Spy Hop
- Formation: 1999; 27 years ago
- Founder: Rick Wray and Erik Dodd
- Type: After-school, youth media non-profit
- Purpose: To provide opportunities for young people to get involved in the digital media arts and learn skills needed to begin working towards careers in the digital arts
- Location: Salt Lake City, Utah;

= Spy Hop =

Spy Hop is an after-school, youth media non-profit in Salt Lake City, Utah. It aims to provide opportunities for young people to get involved in the digital media arts and learn skills needed to begin working towards careers in the digital arts.
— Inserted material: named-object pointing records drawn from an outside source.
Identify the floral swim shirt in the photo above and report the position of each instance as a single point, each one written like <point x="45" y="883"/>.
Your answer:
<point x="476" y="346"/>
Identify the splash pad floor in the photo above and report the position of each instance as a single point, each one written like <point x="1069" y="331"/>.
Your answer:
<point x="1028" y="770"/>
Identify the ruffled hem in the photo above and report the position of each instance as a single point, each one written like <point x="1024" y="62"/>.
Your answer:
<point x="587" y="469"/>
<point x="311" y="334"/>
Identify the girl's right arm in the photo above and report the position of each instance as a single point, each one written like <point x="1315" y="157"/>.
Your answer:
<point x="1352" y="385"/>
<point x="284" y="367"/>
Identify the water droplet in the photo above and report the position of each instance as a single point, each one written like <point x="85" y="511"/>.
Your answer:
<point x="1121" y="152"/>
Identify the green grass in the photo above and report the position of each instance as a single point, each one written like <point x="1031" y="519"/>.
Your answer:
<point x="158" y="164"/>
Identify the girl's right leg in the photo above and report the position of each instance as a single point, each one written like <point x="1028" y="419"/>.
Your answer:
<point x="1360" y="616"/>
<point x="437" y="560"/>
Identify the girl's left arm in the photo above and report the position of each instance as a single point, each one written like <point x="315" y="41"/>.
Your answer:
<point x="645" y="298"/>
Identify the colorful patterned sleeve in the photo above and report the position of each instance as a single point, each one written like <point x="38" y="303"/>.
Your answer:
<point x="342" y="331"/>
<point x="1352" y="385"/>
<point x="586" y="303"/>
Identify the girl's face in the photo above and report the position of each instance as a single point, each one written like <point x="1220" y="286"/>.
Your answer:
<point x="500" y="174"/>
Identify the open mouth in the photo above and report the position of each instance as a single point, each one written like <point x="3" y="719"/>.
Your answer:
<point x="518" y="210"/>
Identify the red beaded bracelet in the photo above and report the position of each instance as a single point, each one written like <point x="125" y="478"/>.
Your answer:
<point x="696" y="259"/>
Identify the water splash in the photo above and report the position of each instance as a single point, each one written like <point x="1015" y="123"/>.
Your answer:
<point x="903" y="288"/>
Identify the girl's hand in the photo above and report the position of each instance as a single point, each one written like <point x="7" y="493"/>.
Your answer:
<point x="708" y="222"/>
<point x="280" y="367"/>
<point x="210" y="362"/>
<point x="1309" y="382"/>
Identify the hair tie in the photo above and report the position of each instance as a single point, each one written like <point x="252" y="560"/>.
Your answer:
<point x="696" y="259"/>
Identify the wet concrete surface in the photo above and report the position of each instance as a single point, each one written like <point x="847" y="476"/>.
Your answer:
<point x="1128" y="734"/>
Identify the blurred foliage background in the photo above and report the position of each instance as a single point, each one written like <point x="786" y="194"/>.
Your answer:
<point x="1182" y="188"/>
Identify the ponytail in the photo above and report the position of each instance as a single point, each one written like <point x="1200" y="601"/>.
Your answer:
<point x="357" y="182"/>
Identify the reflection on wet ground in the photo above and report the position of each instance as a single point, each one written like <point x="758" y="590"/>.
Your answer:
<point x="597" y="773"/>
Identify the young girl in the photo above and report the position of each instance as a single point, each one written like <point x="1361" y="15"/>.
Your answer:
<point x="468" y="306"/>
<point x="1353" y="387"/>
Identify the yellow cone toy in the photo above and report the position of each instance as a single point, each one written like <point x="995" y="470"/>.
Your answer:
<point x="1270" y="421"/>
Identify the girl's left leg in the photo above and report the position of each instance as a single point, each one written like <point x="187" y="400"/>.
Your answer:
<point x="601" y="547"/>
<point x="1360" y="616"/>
It was founded in 1999 by Rick Wray and Erik Dodd as an after school film class and has grown over the years to include game design, documentary, music and audio production.

Spy Hop has been twice recognized by the White House as a leading arts and humanities organization.
Spy Hop was profiled as one of the eight outstanding non-profit arts programs in the nation in a two-year research report commissioned by the Wallace Foundation titled Something to Say.
Vinny Cavalcanti and Nick Miller from Spy Hop's year-long after school music program won first place in the 2013 Grammy Foundation's "Teens! Make Music Contest" for their work highlighting the dangers of drug and alcohol use. On December 29, 2013, Dixon Lee, a long term student of Spy Hop, received one of the nation's 34 Marshall Scholarships to study in the UK.

On November 17, 2015, Kitzia Rodriguez and Kasandra VerBrugghen accepted an award presented by first lady Michelle Obama as one of the nations 12 best after-school mentoring programs. The award honors the nation's best after-school programs and Spy Hop Productions was chosen by the National Arts and Humanities Youth Program Awards from a pool of 285 nominees.

On June 15, 2021, Spy Hop was granted $3 million by philanthropist Mackenzie Scott, former wife of Amazon founder Jeff Bezos. This is the largest single donation Spy Hop has ever received.